Название: November 1918 – Der verpasste Frühling des 20. Jahrhunderts
Автор: Klaus Gietinger
Издательство: Bookwire
Жанр: Документальная литература
isbn: 9783960540762
isbn:
Karl Heinz Roth, im November 2017
»Wenn die Wahlkampfstrategen der CDU/CSU die SPD jetzt auch nur in die Nähe von Gewalttätern rücken, verletzen sie damit die Ehre einer Partei, deren Mitglieder in ihrer über 150-jährigen Geschichte immer von links- und rechtsaußen bedroht, verfolgt und umgebracht wurden. Die SPD ist die einzige Partei in Deutschland, die keine Belehrungen im Kampf gegen Terroristen braucht – egal, ob sie von links oder rechts kommen.«
Sigmar Gabriel, Außenminister der BRD, am 11. Juli 2017, nach dem G20-Gipfel in Hamburg
Einleitung
»Und die Vereinigung, zu der die Bürger des Mittelalters mit ihren Vizinalwegen Jahrhunderte bedurften, bringen die modernen Proletarier mit den Eisenbahnen in wenigen Jahren zustande.«1 Die Prophezeiung von Karl Marx und Friedrich Engels, 1848 im Kommunistischen Manifest mit Chuzpe verkündet, erfüllte sich zu ihren Lebzeiten nicht.

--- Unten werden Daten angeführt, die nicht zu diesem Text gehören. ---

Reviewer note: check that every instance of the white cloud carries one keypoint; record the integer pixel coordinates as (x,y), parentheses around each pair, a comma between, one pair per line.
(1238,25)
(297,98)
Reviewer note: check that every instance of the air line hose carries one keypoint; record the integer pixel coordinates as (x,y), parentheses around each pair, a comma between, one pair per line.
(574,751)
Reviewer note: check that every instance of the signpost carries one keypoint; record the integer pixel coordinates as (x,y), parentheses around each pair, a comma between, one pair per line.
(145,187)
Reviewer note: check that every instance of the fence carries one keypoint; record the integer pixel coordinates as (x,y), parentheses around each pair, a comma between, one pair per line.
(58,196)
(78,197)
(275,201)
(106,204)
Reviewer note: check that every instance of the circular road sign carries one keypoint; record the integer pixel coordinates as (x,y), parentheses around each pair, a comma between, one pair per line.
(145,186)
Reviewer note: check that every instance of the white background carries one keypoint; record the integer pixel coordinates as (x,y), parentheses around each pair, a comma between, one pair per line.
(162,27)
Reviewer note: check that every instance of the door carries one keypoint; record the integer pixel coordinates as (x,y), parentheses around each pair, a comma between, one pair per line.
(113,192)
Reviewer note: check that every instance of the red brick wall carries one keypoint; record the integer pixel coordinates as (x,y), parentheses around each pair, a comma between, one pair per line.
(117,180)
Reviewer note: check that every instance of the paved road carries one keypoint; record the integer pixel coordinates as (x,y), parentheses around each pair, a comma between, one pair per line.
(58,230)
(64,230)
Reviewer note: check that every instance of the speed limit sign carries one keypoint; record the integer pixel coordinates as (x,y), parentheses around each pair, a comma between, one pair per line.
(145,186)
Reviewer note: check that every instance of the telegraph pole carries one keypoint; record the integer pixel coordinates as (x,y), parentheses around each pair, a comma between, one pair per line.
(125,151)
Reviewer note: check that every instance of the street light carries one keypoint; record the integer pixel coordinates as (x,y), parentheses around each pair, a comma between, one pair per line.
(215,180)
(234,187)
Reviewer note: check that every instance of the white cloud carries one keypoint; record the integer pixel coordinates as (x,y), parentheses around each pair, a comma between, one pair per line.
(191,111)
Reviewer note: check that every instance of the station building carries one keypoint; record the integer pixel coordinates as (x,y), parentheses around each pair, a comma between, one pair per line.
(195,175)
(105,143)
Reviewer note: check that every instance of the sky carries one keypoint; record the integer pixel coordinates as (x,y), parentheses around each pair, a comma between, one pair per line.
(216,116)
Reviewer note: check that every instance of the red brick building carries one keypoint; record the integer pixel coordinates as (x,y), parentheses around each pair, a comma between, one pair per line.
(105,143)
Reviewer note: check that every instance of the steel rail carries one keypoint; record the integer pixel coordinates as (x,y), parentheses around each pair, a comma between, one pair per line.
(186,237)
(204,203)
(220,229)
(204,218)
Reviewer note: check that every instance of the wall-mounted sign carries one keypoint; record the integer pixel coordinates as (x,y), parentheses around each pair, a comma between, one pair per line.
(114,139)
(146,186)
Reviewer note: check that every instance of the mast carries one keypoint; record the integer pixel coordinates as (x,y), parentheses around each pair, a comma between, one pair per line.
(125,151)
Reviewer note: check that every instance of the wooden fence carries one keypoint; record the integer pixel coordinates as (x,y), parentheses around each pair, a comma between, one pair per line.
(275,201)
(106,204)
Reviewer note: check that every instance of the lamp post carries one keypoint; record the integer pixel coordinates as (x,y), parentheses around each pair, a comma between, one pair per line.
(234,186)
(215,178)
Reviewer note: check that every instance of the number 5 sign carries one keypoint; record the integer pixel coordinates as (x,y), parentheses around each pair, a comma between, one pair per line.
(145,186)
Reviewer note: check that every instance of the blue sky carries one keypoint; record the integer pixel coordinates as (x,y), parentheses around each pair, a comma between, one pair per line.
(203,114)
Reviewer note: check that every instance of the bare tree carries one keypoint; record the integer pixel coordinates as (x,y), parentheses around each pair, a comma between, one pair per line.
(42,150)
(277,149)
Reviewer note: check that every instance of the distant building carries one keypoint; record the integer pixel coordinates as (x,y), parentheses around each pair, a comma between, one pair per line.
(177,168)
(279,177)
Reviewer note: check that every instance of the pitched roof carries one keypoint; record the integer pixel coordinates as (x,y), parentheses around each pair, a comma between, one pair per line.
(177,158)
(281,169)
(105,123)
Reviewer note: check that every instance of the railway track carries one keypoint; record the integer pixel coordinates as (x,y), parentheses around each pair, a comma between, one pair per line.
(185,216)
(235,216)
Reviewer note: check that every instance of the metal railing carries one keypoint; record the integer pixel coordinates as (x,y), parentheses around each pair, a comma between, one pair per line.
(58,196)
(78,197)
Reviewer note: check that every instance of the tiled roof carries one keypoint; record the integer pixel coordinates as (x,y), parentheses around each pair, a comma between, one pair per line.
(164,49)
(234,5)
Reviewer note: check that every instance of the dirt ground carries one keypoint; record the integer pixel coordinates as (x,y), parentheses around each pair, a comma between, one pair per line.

Weder im selben Jahr des ersten deutschen bürgerlichen Revolutionsversuches noch später. Im Gegenteil, die Eisenbahn wurde entscheidend für die Planung eines Weltkrieges. Die deutsche Militärführung und die deutsche Reichsleitung sahen 1914 in der Eisenbahn das wichtigste Mittel, um einen Angriffskrieg zu gewinnen, von dem sie wussten, dass er mit hoher Wahrscheinlichkeit zum Weltkrieg führen würde. Mit nicht zu überbietender Arroganz glaubten die deutschen Militärstrategen, dass die russischen Eisenbahnen wesentlich schlechter seien als die deutschen und daher die Mobilisierung des gigantischen deutschen Militärapparates, eines Massenheeres von Millionen Soldaten und Abertausenden Kriegswaffen, wesentlich schneller vonstatten ginge als die des russischen. Und daher wollte man in einem Blitzkrieg erst die französische Armee im Westen schlagen, um dann die Russen im Osten niederzuwalzen. Siegestrunken – aufgrund des raschen Vormarsches durch Belgien – reiste in der Nacht vom 16. auf den 17. August 1914 die gesamte deutsche Machtelite, die Generäle, der Kanzler, die Regierung und der Kaiser – nur die Kapitalisten fehlten, die aber hatten die Fahrpläne gemacht – in einem einzigen Zug von Berlin ins neue Hauptquartier der Obersten Heeresleitung (OHL) nach Koblenz.2 Kein Verschwörer lag am Bahndamm und sprengte die Strecke, wie es Anarchisten vergeblich mit dem Niederwalddenkmal, der riesigen Richtung Frankreich drohenden Germania-Statue, bei Rüdesheim, gut 50 Kilometer südlicher und 30 Jahre zuvor, anlässlich dessen Einweihung versucht hatten3 – das Pulver war nass geworden.
Abb. 1 Niederwalddenkmal
Das der deutschen Militärs 1914 war trocken. Und einige Bohemiens und Anarchisten meldeten sich im August 1914 freiwillig4 – im Gegensatz zu den meisten deutschen Arbeitern, die, entgegen überholter Geschichtsschreibung, gar nicht begeistert waren über die Fahrt nach Paris, zu der es für Millionen von Soldaten keine Rückfahrkarte mehr brauchte.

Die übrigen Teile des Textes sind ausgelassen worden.